If you are worried about how technology will be in a century, why stop right here? Why not take the state of computers in the 60s and stop there?
Chances are, if the current wave does not achieve strong AI the there will be another AI winter and what people will research in 30 or 40 or 100 years is not something that our current choices can affect.
Therefore the interesting question is what happens short-term not what happens long-term.
I said that one hundred years from now humans would have likely gone the way of the horse. It will be a finished business, not a thing starting. We may take it with some chill, depending on how we value our species and our descendants and the long human history and our legacy. It's a very individual thing. I'm not chill.
There's no comparing the AI we have today with what we had 5 years ago. There's a huge qualitative difference: the AI we had five years ago was reliable but uncreative. The one we have now is quite a bit unreliable but creative at a level comparable with a person. To me, it's just a matter of time before we finish putting the two things together--and we have already started. Another AI winter of the sort we had before seems to me highly unlikely.
I think you severely underestimate what the 8 billion human beings on this planet can and will do. They are not like horses at all. They will not allow themselves to be ruled by, like, 10 billionaires operating an AI and furthermore if all work vanishes then we will find other things to do. Just ask a beach bum or a monk or children in school or athletes or students or an artist or the filthy rich. There _are_ ways to spend your time.

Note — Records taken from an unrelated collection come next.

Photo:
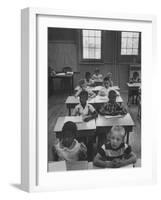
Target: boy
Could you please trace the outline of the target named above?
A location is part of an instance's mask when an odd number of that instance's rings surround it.
[[[80,87],[80,88],[79,88],[78,91],[76,92],[75,97],[78,97],[82,91],[87,91],[87,92],[88,92],[88,97],[89,97],[89,98],[93,98],[93,97],[96,96],[96,94],[95,94],[94,92],[92,92],[92,90],[90,90],[90,89],[87,87],[86,82],[85,82],[84,79],[81,79],[81,80],[79,81],[79,87]]]
[[[125,115],[127,113],[127,110],[116,102],[116,97],[116,91],[110,90],[108,94],[109,101],[99,111],[101,115]]]
[[[98,92],[98,95],[108,97],[108,93],[111,90],[110,81],[109,81],[108,77],[105,77],[103,79],[103,85],[104,85],[104,87],[102,87],[102,89]],[[115,92],[117,95],[120,95],[118,91],[115,91]]]
[[[77,126],[68,121],[62,129],[62,139],[53,146],[53,160],[78,161],[87,158],[87,148],[76,140]]]
[[[97,112],[91,104],[87,103],[88,100],[88,92],[83,90],[79,94],[80,104],[76,105],[73,110],[74,116],[81,115],[85,122],[94,119],[97,117]]]
[[[136,155],[129,145],[125,144],[125,129],[122,126],[113,126],[109,142],[98,150],[93,164],[102,168],[118,168],[136,162]]]

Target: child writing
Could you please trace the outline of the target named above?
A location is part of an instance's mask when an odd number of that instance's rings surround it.
[[[119,168],[136,162],[136,155],[129,145],[124,142],[125,129],[113,126],[110,139],[98,150],[93,164],[102,168]]]
[[[53,146],[53,160],[78,161],[87,158],[87,148],[76,140],[77,126],[68,121],[62,129],[62,139]]]
[[[94,74],[92,76],[92,79],[94,81],[102,81],[103,76],[102,76],[102,74],[100,74],[100,70],[98,68],[95,69],[95,72],[94,72]]]
[[[105,77],[103,79],[103,87],[102,89],[98,92],[98,95],[100,96],[108,96],[108,93],[110,90],[113,90],[111,89],[111,86],[110,86],[110,81],[108,79],[108,77]],[[115,91],[117,95],[120,95],[118,91]]]
[[[109,101],[100,109],[101,115],[125,115],[127,113],[127,110],[116,102],[116,97],[116,91],[110,90],[108,94]]]
[[[78,97],[78,96],[80,95],[80,93],[81,93],[82,91],[84,91],[84,90],[88,92],[88,97],[89,97],[89,98],[93,98],[93,97],[96,96],[96,94],[95,94],[94,92],[92,92],[92,90],[90,90],[90,89],[87,87],[86,82],[85,82],[84,79],[81,79],[81,80],[79,81],[79,87],[80,87],[80,88],[79,88],[78,91],[76,92],[75,97]]]
[[[107,73],[107,79],[110,82],[110,87],[112,87],[113,86],[113,81],[112,81],[112,73],[111,72]]]
[[[87,86],[93,86],[94,81],[91,79],[91,73],[90,72],[86,72],[85,73],[85,83]]]
[[[97,117],[97,112],[91,104],[87,103],[88,92],[82,91],[79,95],[80,103],[73,110],[74,116],[82,116],[85,122]]]

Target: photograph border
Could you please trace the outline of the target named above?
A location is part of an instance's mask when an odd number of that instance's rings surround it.
[[[37,105],[37,23],[38,15],[93,18],[99,20],[125,20],[152,23],[153,60],[156,51],[156,18],[152,15],[118,14],[104,12],[64,11],[44,8],[25,8],[21,12],[21,188],[25,191],[54,190],[39,186],[38,172],[38,105]],[[155,63],[155,61],[154,61]],[[153,177],[156,164],[153,155]],[[143,180],[144,181],[144,180]],[[62,188],[63,189],[63,188]],[[72,188],[71,188],[72,189]]]

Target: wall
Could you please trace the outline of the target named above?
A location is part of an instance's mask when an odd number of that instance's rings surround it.
[[[62,71],[63,67],[71,66],[73,71],[80,72],[75,75],[74,84],[84,77],[86,71],[93,74],[95,68],[105,76],[112,72],[113,81],[122,90],[127,89],[129,80],[129,65],[141,62],[139,56],[120,56],[119,31],[102,31],[103,62],[83,63],[81,61],[81,41],[79,29],[49,28],[48,31],[48,65],[55,71]],[[141,48],[141,47],[140,47]],[[141,52],[141,51],[140,51]],[[60,87],[60,82],[55,82],[55,87]]]

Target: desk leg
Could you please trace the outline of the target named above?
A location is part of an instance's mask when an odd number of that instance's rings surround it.
[[[129,144],[129,131],[126,133],[126,143]]]

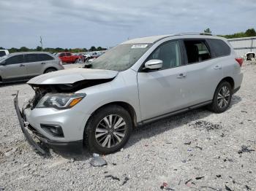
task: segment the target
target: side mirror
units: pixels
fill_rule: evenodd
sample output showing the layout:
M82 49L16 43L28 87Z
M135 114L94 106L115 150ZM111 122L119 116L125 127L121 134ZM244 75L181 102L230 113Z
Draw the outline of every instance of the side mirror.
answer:
M0 63L0 65L2 65L2 66L5 66L6 64L7 64L7 61L4 61Z
M161 60L149 60L145 63L145 69L160 69L162 66L162 61Z

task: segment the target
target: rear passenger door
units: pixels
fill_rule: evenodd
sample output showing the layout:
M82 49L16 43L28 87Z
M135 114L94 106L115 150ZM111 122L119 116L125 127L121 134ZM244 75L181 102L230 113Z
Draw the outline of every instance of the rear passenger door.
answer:
M188 98L192 106L212 100L215 89L222 79L222 63L214 59L206 40L184 39L187 52Z
M72 61L72 57L71 56L71 53L70 52L67 52L66 53L66 57L67 57L67 63L71 63L71 62L74 61Z

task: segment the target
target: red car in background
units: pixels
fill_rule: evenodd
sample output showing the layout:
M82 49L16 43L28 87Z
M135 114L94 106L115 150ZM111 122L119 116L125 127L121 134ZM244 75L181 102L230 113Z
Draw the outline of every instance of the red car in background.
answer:
M83 63L83 55L72 55L69 52L60 52L57 55L62 63Z

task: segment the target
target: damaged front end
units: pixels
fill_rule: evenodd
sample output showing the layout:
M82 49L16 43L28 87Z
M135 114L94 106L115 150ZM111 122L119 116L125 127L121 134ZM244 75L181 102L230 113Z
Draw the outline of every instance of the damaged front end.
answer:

You can‘t just judge humans in terms of economic value given the fact that the economy is something that those humans made for themselves. It‘s not like there can be an „economy“ without humankind.
The only problem is the current state where perhaps _some_ work disappears, creating serious problems for those holding those jobs.
As for being creative, we had GPT2 more than 5 years ago and it did produce stories.
And the current AI is nothing like a human being in terms of the quality of the output. Not even close. It‘s laughable and to me it seems like ChatGPT specifically is getting worse and worse and they put more and more lipstick on the pig by making it appear more submissive and producing more emojis.
When you have exponential growth, it's always early days.
Other than that I'm not clear on what you're saying. What is in your mind the difference between how we should plan for the societal impact of AI in the short vs the long term?
Is it early days of exponential growth? The growth of AI to beat humans in chess and then Go took a long time. Appears to be step function growth. LLMs have limitations and can't double their growth for much longer. I'd argue they never did double, just a step function with a slow linear growth since.
The crowd claiming exponential growth have been at it for not quite a decade now. I have trouble separating fact from CEOs of AI companies shilling to attract that VC money. VCs desperately want to solve the expensive software engineer problem, you don't get that cash by claiming AI will be 3% better YoY
> When you have exponential growth, it's always early days.
Let‘s take the development of CPUs where for 30-40 years the observable performance actually did grow exponentially (unlike the current AI boom where it does not).
Was it always early days? Was it early days for computers in 2005?
In a way, yes, I think that rise smartphones and the resulting proliferation of cheap mobile processors was ground-shattering in terms of what we consider to be a computer. If I'm reading the numbers correctly, there are about 2B people with their own pc/laptop while there are about 5B people with their own smartphone. So 60% of people using computing do so on a type of device that didn't exist in 2005.
And this is before we talk about new modalities that might take over in the future, like VR/AR, wearable AI "pins" (which is what I assume that Johnny Ive is working on), neural interfaces, and maybe even quantum computing. So I personally don't see any issue of thinking of what happened 20 years ago, and what's happening at the moment as "early days for computers".
This is of course a semantics argument, but in my mind "early days" is a term for the time before things stabilized, and I'm very unclear on what that means for a field that's continuously undergoing rapid growth. As another extreme case - what would you say were the "early days" for life on planet Earth? I assume that most people wouldn't be thinking of just the first 50 years after the first RNA molecules got enclosed in a membrane.
How is it early days? AI has been talked about since at least the 50s, neural networks have been a thing since the 80s.
If you are worried about how technology will be in a century, why stop right here? Why not take the state of computers in the 60s and stop there?
Chances are, if the current wave does not achieve strong AI the there will be another AI winter and what people will research in 30 or 40 or 100 years is not something that our current choices can affect.
Therefore the interesting question is what happens short-term not what happens long-term.